Crédito: FII Summit Reprodução

Este ano é o momento atual é o ideal para comprar imóveis. Esse foi a conclusão do debate Incorporação e Construção, no segundo dia do FII Summit.

O que ajuda no cenário são os juros historicamente baixos, que no ano passado chegaram a 2% ao ano, e o crédito imobiliário em maior volume, concedido pelos bancos. Com isso, o momento é de otimismo para o investimento no mercado imobiliário em 2021.
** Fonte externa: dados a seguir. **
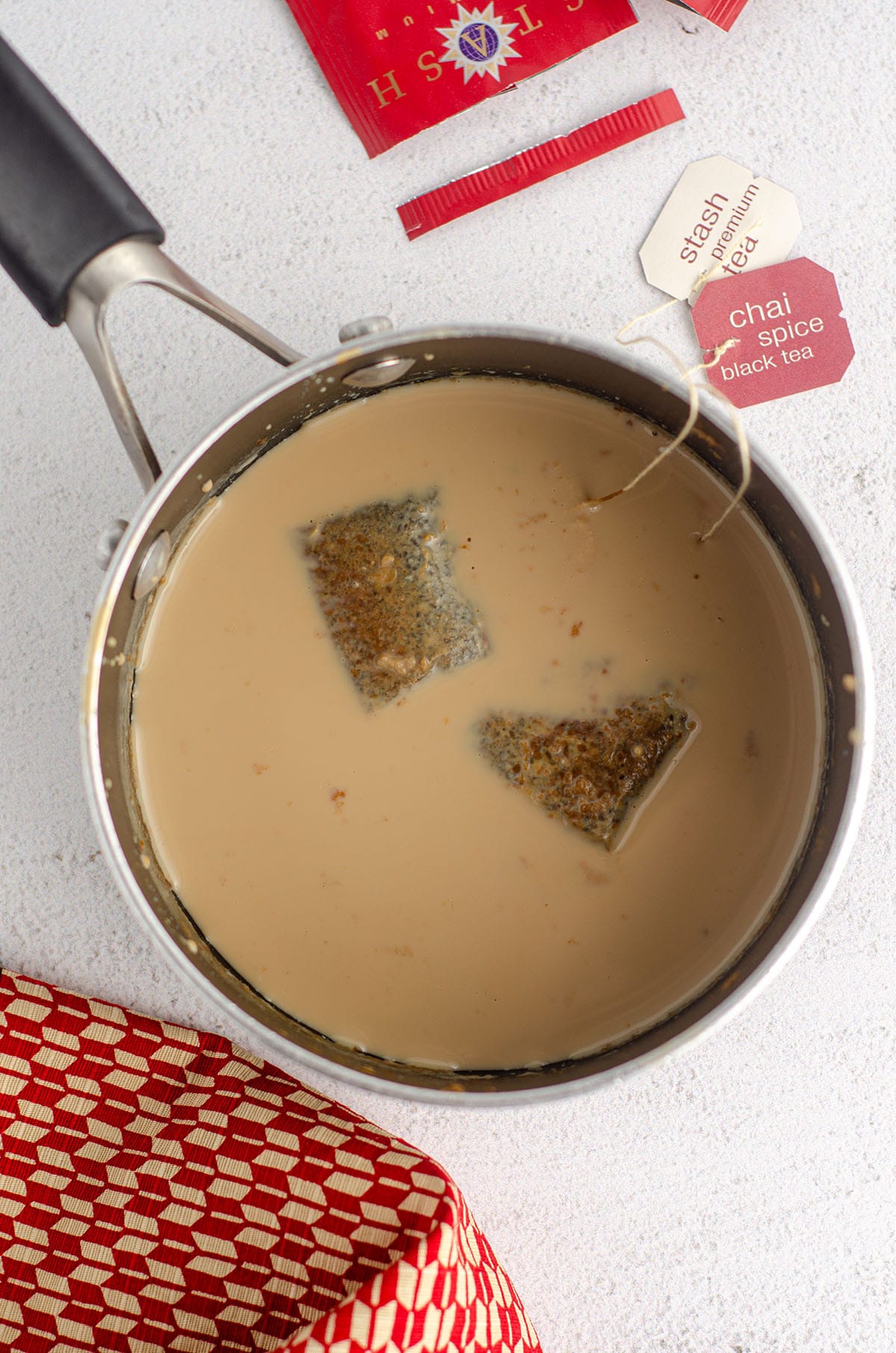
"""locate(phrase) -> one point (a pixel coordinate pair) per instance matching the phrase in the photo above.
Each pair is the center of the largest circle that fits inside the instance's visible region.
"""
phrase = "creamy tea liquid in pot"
(370, 871)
Atingir um patrimônio de R$ 100 mil é para poucos, saiba quais são as melhores atitudes e aplicações para multiplicá-lo

Emílio Fugazza, diretor Financeiro e de Relação com Investidores da EzTec, ressaltou que o brasileiro, historicamente, tem resiliência do ponto de vista do investimento. Além de prover proteção patrimonial.

“O imóvel no Brasil é um lugar de resiliência e proteção patrimonial. As pessoas que não perderam emprego e renda passaram a comprar para os imóveis prontos, aproveitando o crédito maior”, disse, no FII Summit.

“As pessoas olham o dinheiro aplicado, veem que com a inflação alta perdem poder de compra e passam a investir no imóvel”, acrescentou.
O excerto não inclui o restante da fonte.